Filed under: Uncategorized — Marshall Kirkpatrick @

If you’re looking to engage in online conversations with a wide variety of people in different circumstances, it’s important to recognize that the playing field is not level. Though blogging software lowered the technical barriers to participation, there remain substantial political and cultural issues that complicate adoption of these kinds of technologies by people with particular life experiences.

Two important opportunities to learn about these issues are in the news right now. Please check out this article on Silicon Alley Insider (and follow the links) and check out the Blogher conference, which will kick off a week from Friday.

Racism and sexism are two of the issues that many people face online. On a strategic level, to draw the lowest kind of analogy, failure to recognize the race and gender realities different people face on and offline is like trying to design a web page without recognizing that different browsers render HTML differently. (Forgive me for the clumsy analogy.) Though users may have free choice between browsers, and people have some choice about their response to race and gender politics, people who are not white and male don’t have much choice about those circumstances. And being “other” than white and male is not “a problem” like using Internet Explorer instead of Firefox – it’s a hell of a lot more complicated than that. Enough with that analogy then.
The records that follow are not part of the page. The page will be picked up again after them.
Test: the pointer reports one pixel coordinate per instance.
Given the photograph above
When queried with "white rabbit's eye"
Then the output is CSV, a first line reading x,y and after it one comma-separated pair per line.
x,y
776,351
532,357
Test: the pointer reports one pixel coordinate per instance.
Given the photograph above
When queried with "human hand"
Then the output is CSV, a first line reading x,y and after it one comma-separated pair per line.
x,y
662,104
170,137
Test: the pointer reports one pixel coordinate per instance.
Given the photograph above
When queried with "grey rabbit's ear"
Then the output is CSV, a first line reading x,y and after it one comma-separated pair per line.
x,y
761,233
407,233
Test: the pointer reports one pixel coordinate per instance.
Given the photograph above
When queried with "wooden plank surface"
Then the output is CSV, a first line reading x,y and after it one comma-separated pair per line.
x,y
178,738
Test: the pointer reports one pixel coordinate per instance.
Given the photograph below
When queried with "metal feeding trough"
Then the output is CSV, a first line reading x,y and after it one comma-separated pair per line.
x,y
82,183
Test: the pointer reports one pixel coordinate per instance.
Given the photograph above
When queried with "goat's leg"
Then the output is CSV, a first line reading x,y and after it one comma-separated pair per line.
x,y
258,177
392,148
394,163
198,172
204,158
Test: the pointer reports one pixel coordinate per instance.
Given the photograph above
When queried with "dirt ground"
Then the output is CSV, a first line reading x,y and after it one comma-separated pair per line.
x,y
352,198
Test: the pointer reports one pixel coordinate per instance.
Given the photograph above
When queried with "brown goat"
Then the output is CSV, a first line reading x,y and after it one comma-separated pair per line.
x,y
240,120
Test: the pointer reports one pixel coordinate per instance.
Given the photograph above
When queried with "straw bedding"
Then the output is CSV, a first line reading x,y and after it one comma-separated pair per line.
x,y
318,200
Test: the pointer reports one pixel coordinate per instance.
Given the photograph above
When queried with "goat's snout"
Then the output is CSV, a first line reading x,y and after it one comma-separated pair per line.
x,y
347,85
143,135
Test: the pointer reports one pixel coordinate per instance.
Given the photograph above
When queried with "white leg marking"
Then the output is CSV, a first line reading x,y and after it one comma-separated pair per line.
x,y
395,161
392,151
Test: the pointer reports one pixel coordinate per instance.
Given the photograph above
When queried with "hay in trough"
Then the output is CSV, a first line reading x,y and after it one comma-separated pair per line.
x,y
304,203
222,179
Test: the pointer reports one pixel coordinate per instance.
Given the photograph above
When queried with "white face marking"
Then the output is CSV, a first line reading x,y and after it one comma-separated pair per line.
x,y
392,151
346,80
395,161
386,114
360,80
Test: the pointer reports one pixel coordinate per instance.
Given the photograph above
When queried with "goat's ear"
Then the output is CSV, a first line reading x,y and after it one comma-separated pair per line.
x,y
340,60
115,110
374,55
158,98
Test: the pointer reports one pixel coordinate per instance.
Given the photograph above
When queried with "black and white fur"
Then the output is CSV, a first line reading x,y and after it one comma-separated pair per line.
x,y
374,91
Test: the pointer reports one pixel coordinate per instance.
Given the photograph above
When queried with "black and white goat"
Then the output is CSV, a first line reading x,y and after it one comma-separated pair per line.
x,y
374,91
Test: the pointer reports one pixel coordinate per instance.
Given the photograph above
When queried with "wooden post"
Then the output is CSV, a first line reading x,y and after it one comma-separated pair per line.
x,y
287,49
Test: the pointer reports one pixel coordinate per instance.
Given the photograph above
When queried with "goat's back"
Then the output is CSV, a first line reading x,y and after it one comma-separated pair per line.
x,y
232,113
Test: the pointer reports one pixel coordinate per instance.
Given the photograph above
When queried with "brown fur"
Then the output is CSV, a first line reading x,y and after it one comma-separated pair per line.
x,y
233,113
I bring this up just to say that no matter what your political views may be, trying humbly to understand where other people are coming from will make you a more effective communicator. There are millions of people on the web with millions of different experiences, but the types of experiences we can learn about by paying attention to this conversation and this conference are ones that a large number of people have had. Even if you don’t think it’s a matter of justice, fairness and human goodness (I do), consider learning respectfully how people in different circumstances understand their own lives so that you can be more effective in communicating with them. That will make you more effective at working online.